Review Fix: What makes this different or special?
Watson: This adaptation is unique in that it offers a completely alternative narrative to Atalanta’s story without disregarding Ovid’s original version of the myth. Rather than omitting the details of Ovid’s tale, the play suggests that certain points of his story were embellished, misrepresented, or misremembered. The play is also unique in its cast. It is a predominantly feminine cast of characters, all of whom are complex, ancient warriors with their own untold herstories.
Review Fix: What did you learn about yourself through this process?
Watson: The process of writing this play has taught me just how many personalities are wandering around my brain.

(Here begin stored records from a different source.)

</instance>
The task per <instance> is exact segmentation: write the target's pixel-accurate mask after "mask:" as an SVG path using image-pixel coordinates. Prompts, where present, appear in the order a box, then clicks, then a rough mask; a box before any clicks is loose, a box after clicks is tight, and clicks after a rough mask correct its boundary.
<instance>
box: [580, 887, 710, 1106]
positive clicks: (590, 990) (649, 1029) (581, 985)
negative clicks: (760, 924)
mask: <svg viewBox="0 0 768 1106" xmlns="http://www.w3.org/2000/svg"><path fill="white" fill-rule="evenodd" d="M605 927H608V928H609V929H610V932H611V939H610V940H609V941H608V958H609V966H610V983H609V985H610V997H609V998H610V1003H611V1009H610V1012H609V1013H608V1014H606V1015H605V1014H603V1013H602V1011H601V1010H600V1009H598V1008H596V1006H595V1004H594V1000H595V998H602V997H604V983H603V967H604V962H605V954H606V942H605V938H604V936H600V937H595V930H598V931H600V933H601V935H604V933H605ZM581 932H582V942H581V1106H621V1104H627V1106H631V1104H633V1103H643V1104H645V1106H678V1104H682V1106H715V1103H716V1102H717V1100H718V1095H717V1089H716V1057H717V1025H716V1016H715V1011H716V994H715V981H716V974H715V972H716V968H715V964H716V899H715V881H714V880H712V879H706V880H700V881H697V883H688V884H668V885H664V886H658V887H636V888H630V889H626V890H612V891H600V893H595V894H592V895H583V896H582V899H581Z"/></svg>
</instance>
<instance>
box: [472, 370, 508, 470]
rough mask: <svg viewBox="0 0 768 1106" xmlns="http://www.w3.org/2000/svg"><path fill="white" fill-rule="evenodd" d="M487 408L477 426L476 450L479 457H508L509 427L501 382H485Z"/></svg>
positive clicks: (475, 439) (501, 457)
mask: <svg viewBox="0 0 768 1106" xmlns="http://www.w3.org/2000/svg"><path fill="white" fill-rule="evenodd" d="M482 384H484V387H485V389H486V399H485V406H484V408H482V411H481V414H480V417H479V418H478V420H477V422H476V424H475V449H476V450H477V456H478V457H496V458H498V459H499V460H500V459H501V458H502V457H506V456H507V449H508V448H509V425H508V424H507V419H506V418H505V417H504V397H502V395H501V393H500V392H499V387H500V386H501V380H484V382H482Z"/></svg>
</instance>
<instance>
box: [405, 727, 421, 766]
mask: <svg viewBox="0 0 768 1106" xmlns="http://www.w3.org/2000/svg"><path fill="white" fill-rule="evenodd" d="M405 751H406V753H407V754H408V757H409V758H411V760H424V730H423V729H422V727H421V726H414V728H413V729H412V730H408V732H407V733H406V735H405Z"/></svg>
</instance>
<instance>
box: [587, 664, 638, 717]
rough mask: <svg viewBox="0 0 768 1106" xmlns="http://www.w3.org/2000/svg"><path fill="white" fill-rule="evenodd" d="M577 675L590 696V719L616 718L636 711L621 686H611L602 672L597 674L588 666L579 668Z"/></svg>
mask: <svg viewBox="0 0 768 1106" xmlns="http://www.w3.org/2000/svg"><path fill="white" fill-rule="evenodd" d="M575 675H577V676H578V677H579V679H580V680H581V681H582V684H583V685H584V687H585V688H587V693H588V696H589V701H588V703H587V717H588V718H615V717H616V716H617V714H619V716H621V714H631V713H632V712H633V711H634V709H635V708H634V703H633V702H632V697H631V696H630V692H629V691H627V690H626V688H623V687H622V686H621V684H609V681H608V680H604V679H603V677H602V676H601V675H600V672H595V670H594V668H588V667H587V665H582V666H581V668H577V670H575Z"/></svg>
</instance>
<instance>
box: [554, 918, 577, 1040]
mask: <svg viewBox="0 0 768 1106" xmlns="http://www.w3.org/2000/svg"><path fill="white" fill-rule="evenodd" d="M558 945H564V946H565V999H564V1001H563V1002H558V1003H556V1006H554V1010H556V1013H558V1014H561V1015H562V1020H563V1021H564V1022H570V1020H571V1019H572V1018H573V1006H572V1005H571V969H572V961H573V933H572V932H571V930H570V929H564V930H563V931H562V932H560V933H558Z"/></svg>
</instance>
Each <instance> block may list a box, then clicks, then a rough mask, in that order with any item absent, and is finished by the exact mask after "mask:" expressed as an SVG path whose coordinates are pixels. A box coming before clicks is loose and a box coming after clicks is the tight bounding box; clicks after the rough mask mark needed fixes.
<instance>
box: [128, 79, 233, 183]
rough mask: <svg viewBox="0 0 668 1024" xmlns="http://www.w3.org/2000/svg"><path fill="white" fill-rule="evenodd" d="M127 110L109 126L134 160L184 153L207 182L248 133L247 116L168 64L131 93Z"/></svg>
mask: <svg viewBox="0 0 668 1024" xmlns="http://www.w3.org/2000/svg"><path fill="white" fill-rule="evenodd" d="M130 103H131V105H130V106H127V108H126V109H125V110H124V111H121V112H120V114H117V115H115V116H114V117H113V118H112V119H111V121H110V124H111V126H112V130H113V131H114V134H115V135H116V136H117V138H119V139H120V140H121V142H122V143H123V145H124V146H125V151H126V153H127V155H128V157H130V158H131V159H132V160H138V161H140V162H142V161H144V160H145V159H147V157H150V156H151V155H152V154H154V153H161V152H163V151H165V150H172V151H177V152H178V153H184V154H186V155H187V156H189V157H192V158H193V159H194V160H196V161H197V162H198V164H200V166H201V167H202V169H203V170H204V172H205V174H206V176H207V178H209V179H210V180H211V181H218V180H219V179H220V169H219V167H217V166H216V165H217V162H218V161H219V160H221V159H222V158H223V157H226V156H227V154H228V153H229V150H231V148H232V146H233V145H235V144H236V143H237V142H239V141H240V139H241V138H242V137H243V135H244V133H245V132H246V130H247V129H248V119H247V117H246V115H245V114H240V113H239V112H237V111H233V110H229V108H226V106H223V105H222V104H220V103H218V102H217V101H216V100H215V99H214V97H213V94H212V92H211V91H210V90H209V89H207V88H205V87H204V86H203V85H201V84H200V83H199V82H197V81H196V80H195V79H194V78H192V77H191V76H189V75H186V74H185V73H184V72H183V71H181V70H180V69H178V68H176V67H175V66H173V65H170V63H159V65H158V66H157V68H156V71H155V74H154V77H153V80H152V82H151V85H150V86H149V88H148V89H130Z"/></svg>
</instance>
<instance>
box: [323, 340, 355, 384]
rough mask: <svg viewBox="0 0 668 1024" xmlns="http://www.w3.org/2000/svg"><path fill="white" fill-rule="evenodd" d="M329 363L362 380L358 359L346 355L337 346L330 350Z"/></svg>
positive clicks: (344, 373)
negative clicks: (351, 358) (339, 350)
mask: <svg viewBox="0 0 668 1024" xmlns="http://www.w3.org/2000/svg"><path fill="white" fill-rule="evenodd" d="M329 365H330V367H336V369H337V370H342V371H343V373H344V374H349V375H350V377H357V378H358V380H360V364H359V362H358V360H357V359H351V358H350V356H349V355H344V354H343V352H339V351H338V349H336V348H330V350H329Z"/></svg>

I had such a wonderful time allowing the characters take over, write their own dialogue, and tell me their stories. I’ve learned that I’m definitely crazier than I thought. Fortunately, it’s a crazy I’m happy and honored to bear.
Review Fix: How does it feel to be a part of something like this?
Watson: I feel very honored to be trusted with such awesome and rewarding responsibility. Producing this project is a daunting beast, but it’s my favorite kind of chaos. I’m elated to be here.
Review Fix: What are your ultimate goals for this production and for the future?
Watson: I would love to see mainstage productions of Atalanta. I’m sure I’ll never feel like I’ve finished the script, but it has ignited a passion for telling the stories of history’s forgotten and under-appreciated heroines. I’m excited to discover more and more inspiring women, both by collaborating with women artists on this project and researching the achievements of herstory’s heroes. I can’t wait to continue channeling their badassery and recreating their stories.
Review Fix: What do you think your audiences will enjoy the most?
Watson: The fight choreography. I wanted to write characters actresses would want to play. And all the women I’d want to play could — both intellectually and literally — beat the hell out of their enemies. I think audiences will love to see such powerful women hold their own and protect their daughters through some beautifully choreographed fight scenes.
Review Fix: What’s next?
Watson: I’m in the process of making a new play inspired by the traditional matriarchal structures of many Native American societies. Paula Gunn Allen’sThe Sacred Hoop beautifully illustrates this country’s history of destroying women’s stories and power in Native American culture. Using her work as inspiration for my next project, I’m hoping to unlearn white male America’s version of this land’s past and discover the lingering, rekindling echoes of America’s matrifocal roots.